Nick Clegg's response was to suggest Lord Rennard apologise but of course an apology, however couched, could be construed as an admission of guilt and leave Lord Rennard open to private prosecution and indeed renewed interest from the Police. In effect, Nick Clegg's actions have blocked the path to an apology.
Now it seems that Lord Rennard is so determined to flaunt his innocence that he is threatening legal action if not re-admitted to the Liberal Democrat parliamentary party in the Lords. It may be ironic that possibly Nick Clegg is regretting not having the dictatorial powers available to a Conservative or Labour leader. Instead, he is caught between the rock of public humiliation and the hard place of seeing Lord Rennard welcomed back into the fold by Liberal Democrat Peers.
Once again, I am staggered by the political naivety and stupidity of supposedly political people. I don't doubt both Nick Clegg and Chris Rennard know how bad this looks and how much damage it is doing to the Party. I fully appreciate and understand Lord Rennard's refusal to implicate himself - he may believe he has genuinely done nothing wrong or he may believe Justice Webster's report has exonerated him to the degree that he can carry on as though nothing has happened and the slightest admonishment would be an indication of a guilt he either does not feel or does not accept.
Being a member of a political Party does not compel you to be a saint - indeed, I don't doubt that whatever the commonality of political belief in a party (much less than you might think) there is a huge divergence of personal morality and moral code and behaviour condoned by some would be considered wholly unacceptable by others.
No one can stop Chris Rennard continuing to be a member of the Party (except Chris Rennard) but it is now time for the Peers to recognise that legal nuances and chicanery mean nothing to the public. The evidence is "broadly credible" as Webster has put it so it's time to recognise it and to recognise if not individual guilt then personal political responsibility and awareness. It is time for the Peers to see beyond the comfort of legal self-indulgence and consider the wider interests of the Party and its membership.

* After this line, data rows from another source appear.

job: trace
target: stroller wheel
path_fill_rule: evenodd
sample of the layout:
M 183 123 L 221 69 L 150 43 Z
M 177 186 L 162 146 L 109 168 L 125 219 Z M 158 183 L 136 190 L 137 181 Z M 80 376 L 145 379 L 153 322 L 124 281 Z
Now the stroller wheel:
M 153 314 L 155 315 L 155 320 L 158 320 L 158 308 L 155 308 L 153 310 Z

Some would argue Nick Clegg has taken a whole lot of punishment for the Party (some of it deserved, some not) but sometimes individuals need, in the greater interest of the Party, to stand up and take one for the team so to speak. It is now Chris Rennard's turn to help the party one last time - if not by apologising then by recognising that the bulk of the Party want him to be distant from them for the foreseeable period and therefore removing himself from all Party positions of responsibility would be the sensible and honourable thing to do.
As a political strategist, it's probably what Chris Rennard would recommend to a Councillor in the same position - it's time for him to follow his own advice and accept that this has gone far beyond his personal reputation and redemption and to take a more considered if not a more personally rewarding course.